Two instructors speak to students while standing before a white board

Is AI too dangerous to release openly?

Meta CEO Mark Zuckerberg said in January that his company plans to keep releasing and open-sourcing powerful AI. The response was polarized. Some are excited by the potential for innovations that would be enabled when AI is openly available instead of being limited to those working at a big tech company. Others are alarmed, given that once AI is released openly, there’s no stopping it from being used for malicious purposes, and call for policymakers to curb the release of open models.

The question of who should control AI development and who should have access to AI is of vital importance to society. Most leading models today (OpenAI’s GPT-4, Anthropic’s Claude 2, Google’s Gemini) are closed: They can only be used via interfaces provided by the developers. But many others, such as Meta’s Llama-2 and Mistral’s Mixtral, are open: Anyone can download them, run them, and customize them. Their capabilities are a step below the leading closed models because of a disparity in resources used to train them. For example, GPT-4 reportedly cost over $100 million, whereas Llama-2 required under $5 million. This is another reason Zuckerberg’s claims are interesting: He also announced that Meta is spending about $10 billion to acquire the computational resources needed to train AI. This means that the gulf in capabilities between open and closed models is likely to close or narrow.

Last fall, we collaborated with Stanford University to organize a virtual workshop to discuss the benefits and risks of openness in AI. We then assembled a team consisting of the organizers, many of the speakers, and a few collaborators to do an evidence review. What we found was surprising. Once we looked past the alarmism, we found very little evidence that openly released advanced AI, specifically large language models, could help bad actors more than closed ones (or even the non-AI tools available to them).

Group of students during a class discussion
The class covers topics such as geopolitics, social media, weather and the future of A.I.

For example, a paper from MIT researchers claimed that AI could increase biosecurity risks. However, the information they found using open models was widely available on the internet, including on Wikipedia. In a follow-up study from RAND, a group of researchers in a simulated environment who had access to open models was no better at developing bioweapons than a control group that only had access to the internet.

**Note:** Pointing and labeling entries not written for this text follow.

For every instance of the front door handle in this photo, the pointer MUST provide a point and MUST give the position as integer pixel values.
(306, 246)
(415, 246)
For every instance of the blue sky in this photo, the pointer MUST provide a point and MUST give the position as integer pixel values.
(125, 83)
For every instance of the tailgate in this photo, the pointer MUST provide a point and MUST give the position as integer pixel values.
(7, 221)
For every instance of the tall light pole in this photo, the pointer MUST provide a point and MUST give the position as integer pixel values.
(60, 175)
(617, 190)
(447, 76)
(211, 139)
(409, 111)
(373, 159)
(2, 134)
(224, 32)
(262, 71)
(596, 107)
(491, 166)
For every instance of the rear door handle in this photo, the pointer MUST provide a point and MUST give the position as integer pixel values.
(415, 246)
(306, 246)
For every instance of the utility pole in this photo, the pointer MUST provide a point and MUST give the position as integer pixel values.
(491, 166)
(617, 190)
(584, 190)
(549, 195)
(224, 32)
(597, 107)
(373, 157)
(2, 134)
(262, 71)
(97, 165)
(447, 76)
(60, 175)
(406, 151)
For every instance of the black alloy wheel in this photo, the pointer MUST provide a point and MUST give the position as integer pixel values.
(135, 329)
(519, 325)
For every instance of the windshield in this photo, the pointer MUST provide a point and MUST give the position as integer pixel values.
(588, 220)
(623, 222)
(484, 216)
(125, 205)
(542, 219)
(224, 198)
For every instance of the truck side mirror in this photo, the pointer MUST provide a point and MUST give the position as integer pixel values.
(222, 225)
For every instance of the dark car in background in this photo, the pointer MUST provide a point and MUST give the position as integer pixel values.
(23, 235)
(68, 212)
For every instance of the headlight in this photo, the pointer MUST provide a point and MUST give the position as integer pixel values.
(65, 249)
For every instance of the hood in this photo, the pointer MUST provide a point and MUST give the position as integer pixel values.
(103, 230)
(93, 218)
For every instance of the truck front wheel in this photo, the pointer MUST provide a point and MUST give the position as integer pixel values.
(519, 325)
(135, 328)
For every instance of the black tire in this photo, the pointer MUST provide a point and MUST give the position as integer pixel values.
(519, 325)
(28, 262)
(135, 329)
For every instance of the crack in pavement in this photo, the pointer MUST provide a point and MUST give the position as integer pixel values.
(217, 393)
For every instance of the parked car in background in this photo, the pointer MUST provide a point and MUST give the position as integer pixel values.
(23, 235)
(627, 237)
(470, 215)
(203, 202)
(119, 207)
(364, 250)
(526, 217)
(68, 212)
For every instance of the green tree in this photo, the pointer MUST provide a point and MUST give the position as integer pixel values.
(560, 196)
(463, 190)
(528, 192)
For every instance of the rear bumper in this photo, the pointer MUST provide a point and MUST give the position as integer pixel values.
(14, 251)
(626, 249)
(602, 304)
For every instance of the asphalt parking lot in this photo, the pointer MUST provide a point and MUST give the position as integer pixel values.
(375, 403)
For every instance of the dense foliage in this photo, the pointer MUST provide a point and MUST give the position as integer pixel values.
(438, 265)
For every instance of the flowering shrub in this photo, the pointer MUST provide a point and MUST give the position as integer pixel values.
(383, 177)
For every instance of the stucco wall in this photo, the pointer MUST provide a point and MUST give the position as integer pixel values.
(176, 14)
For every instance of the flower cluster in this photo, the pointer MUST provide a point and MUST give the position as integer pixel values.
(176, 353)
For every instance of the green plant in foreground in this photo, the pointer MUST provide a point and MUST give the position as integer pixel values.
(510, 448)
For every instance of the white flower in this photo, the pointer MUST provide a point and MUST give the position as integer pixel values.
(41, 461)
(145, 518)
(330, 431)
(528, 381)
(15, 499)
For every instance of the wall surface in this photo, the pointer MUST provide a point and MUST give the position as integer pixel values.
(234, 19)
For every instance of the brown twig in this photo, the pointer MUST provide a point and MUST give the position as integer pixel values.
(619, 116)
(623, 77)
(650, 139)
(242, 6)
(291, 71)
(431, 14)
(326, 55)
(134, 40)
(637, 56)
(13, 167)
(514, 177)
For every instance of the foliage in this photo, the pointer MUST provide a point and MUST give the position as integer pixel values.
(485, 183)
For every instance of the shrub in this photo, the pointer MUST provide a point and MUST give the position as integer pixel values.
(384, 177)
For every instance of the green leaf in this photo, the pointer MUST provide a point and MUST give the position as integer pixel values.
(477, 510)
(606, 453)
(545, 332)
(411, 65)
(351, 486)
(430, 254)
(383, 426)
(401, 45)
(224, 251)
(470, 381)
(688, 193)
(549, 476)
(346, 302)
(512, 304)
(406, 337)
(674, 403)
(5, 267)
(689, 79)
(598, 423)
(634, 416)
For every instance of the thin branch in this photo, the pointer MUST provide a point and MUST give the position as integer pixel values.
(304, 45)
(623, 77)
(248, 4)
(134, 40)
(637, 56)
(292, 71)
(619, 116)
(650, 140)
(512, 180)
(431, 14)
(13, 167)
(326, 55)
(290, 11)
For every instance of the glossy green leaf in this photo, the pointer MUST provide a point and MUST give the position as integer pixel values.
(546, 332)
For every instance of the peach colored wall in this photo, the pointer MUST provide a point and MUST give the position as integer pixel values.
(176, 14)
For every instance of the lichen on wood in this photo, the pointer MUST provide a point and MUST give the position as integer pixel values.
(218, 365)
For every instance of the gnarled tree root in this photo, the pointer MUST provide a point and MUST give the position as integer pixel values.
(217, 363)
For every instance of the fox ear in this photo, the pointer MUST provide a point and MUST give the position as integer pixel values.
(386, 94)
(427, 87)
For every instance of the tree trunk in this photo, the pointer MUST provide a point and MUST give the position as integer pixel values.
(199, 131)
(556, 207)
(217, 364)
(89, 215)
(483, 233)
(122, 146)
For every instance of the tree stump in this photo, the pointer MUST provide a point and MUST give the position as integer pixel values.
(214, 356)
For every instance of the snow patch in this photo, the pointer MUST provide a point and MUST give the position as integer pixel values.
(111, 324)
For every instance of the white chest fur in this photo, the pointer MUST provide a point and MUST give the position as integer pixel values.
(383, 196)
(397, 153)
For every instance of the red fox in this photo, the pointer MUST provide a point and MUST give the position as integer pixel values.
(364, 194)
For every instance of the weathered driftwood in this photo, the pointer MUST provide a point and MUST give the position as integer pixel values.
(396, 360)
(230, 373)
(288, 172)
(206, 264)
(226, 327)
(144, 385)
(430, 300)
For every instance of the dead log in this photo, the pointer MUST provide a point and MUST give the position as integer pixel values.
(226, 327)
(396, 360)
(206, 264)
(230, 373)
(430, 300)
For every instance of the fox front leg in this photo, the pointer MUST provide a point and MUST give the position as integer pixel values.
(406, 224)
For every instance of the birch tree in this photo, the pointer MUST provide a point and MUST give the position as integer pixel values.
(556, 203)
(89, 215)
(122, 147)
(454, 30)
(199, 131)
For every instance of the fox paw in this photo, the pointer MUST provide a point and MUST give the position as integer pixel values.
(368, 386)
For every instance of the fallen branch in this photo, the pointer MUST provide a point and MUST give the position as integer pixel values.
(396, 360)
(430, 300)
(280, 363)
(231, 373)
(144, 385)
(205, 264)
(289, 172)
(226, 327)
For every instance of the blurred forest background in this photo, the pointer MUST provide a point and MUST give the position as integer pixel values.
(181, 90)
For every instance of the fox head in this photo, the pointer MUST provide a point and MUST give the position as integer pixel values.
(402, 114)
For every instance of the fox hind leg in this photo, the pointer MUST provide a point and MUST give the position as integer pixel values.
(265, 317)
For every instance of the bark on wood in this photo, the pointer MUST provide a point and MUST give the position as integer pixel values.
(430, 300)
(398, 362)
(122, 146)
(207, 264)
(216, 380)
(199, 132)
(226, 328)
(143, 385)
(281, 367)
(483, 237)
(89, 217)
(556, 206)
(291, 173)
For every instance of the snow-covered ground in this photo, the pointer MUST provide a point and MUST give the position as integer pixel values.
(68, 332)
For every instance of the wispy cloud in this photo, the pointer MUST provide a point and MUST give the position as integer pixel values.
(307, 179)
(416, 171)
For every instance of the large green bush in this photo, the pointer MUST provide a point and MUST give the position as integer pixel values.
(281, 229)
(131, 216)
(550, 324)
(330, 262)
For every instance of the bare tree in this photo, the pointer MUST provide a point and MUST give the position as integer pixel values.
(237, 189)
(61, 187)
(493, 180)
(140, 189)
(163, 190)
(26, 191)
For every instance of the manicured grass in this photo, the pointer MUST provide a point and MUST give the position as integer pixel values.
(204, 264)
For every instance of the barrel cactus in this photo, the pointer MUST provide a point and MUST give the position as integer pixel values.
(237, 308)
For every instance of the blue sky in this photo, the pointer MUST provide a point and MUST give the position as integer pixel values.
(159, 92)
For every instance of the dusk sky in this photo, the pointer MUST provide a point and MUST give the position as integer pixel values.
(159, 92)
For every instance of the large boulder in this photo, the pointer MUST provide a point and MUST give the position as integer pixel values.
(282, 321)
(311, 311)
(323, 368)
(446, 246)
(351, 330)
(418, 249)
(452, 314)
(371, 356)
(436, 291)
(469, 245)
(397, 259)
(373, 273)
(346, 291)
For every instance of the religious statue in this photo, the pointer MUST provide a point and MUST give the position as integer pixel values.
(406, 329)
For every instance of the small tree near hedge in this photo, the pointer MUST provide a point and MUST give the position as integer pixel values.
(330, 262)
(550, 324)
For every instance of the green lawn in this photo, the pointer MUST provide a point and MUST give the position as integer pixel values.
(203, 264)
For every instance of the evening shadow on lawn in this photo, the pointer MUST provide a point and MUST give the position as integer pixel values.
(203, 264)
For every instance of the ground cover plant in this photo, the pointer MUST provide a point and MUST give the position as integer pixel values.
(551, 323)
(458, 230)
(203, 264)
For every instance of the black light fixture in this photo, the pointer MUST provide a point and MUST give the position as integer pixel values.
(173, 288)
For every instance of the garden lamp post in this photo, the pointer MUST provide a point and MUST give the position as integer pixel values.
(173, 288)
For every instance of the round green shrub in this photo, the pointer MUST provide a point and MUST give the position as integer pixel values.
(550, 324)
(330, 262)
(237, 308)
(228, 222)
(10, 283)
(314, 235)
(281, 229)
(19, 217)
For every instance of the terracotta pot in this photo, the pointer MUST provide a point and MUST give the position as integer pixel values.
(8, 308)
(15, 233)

And when it comes to AI for cybersecurity, the evidence suggests that it helps defenders more than attackers.

We’ve noticed a pattern. Speculative, far-out risks such as bioterrorism, hacking nuclear infrastructure, or even AI killing off humanity generate headlines, make us fearful, and skew the policy debate. But the real dangers of AI are the harms that are already widespread. Training AI to avoid outputting toxic content relies on grueling work by low-paid human annotators who have to sift through problematic content, including hate speech and child sexual abuse material. AI has already led to labor displacement in professions such as translation, transcription, and creating art, after being trained using the creative work of these professionals without compensation. And lawyers have been sanctioned for including incorrect citations in legal briefs based on ChatGPT outputs, showing how overreliance on imperfect systems can go wrong.

Perhaps the biggest danger is the concentration of power in the hands of a few tech companies. Open models are in fact an antidote to this threat. They lower barriers to entry and promote competition. In addition, they have already enabled a vast amount of research on AI that could not be done without being able to download and examine the model’s internals. They also benefit research that uses AI to study other scientific questions, say in chemistry or social science. For such research, they enable reproducibility. In contrast, closed model developers often deprecate or remove access to their older models, which leads to research based on these models being impossible to reproduce.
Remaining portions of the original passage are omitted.